Whitehall and Plattsburgh Railroad

Overview
- Dates of operation: 1868–1873
- Successor: New York and Canada Railroad

Technical
- Track gauge: 1,435 mm (4 ft 8+1⁄2 in)
- Length: 36 miles (58 km)

= Whitehall and Plattsburgh Railroad =

Railway company in New York

The Whitehall and Plattsburgh Railroad was a railway company that built but did not operate two disconnected railway lines in Upstate New York in the 19th century. Its purpose, to build a 90 mi railway line between Whitehall, New York, and Plattsburgh, New York, was realized by its successor, the New York and Canada Railroad, albeit over a different route between Port Henry, New York, and Plattsburgh. Its northern line, between Plattsburgh and Ausable, New York, became the Ausable Branch of the Delaware and Hudson Railway and was abandoned in 1981. Its southern line, between Port Henry and Ticonderoga, New York, was incorporated into the New York and Canada Railroad main line and today is part of the Canadian Pacific Kansas City's Canadian Subdivision.

== History ==
The Whitehall and Plattsburgh Railroad was incorporated on March 20, 1868. The company planned a 90 mi line linking Plattsburgh, New York, the southern terminus of the Montreal and Plattsburgh Railroad, with Whitehall, New York, the northern terminus of the Rensselaer and Saratoga Railroad. The planned route ran north from Whitehall to Port Henry, New York, on Lake Champlain, then turned inland to follow the Ausable River. An early champion of the company was Smith Mead Weed, member of the New York State Assembly for Clinton County, but he was unable to secure public funding for the railroad.

In the north, the company completed 21 mi from Plattsburgh to Ausable, New York, following the Ausable River. Built in 1869, the line was leased to the Montreal and Plattsburgh in 1870. In the south, the company completed 15 mi from Port Henry to Addison Junction, near Fort Ticonderoga, in 1870. The Rutland Railroad was anxious to prevent the construction of a new railway line along the west side of Lake Champlain, and leased this line in 1871. The Vermont Central Railroad assumed this lease when it leased the Rutland itself later that year. The Addison Railroad, another Rutland-controlled company, bridged Lake Champlain near Ticonderoga in December 1871, connecting with the southern Whitehall and Plattsburgh line.
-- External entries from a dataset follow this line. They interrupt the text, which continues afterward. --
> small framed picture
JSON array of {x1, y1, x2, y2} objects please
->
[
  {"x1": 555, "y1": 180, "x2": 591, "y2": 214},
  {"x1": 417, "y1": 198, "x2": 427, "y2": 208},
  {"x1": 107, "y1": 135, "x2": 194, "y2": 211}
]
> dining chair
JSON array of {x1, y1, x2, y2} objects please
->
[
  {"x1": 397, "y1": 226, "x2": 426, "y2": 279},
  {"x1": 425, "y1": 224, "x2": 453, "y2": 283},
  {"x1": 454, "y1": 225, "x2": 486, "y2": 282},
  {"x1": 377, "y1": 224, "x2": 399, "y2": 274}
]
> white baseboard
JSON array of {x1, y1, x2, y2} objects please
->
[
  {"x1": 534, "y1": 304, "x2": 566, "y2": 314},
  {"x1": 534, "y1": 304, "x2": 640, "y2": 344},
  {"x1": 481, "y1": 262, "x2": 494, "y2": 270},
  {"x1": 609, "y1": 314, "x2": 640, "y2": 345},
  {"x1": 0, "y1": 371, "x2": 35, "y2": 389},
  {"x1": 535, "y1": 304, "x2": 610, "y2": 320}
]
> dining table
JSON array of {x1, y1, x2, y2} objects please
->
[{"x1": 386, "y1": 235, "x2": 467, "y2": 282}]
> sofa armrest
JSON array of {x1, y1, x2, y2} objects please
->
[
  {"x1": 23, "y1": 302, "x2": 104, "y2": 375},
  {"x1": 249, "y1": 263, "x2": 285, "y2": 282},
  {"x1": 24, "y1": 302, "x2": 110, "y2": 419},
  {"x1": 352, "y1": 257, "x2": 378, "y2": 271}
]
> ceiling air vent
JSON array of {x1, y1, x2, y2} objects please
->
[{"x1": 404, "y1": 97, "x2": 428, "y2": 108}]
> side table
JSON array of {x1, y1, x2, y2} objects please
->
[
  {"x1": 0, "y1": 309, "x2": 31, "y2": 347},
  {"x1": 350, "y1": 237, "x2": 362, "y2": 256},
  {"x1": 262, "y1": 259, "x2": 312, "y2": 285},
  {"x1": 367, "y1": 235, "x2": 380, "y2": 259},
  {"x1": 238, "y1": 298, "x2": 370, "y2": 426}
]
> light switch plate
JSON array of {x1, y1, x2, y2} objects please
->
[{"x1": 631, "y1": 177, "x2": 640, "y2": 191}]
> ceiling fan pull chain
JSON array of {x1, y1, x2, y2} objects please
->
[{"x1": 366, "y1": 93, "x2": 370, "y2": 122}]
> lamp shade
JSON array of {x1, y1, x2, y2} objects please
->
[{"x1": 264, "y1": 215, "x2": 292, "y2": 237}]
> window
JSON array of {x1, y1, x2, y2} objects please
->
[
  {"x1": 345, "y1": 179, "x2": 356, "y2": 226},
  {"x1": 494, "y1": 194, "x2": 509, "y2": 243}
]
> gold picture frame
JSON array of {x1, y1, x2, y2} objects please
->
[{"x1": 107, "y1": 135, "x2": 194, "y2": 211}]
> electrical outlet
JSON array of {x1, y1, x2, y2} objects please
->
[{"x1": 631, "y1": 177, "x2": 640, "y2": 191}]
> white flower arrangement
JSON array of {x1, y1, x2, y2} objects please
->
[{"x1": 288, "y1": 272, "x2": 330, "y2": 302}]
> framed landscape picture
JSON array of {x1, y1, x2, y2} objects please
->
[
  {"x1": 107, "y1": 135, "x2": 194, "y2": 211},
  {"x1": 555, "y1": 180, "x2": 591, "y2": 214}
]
The project of a line along the western coast of Lake Champlain was revived in March 1872 with the incorporation of the New York and Canada Railroad. This new concern had the backing of the Delaware and Hudson Railway, who had leased the Rensselaer and Saratoga Railroad in 1871. The D&H, through the New York and Canada, acquired the leases of the two Whitehall and Plattsburgh lines in early 1873 and then consolidated the company with the New York and Canada and the Montreal and Plattsburgh Railroad to form a new company, also called the New York and Canada Railroad.

The D&H accepted the engineering difficulties of building along the Lake Champlain coast and did not pursue the Whitehall and Plattsburgh's route along the Ausable River. The Ausable Branch, as it was known, became part of the D&H system and was finally abandoned in 1981. The line between Ticonderoga and Port Henry is part of the Canadian Pacific Kansas City's Canadian Subdivision.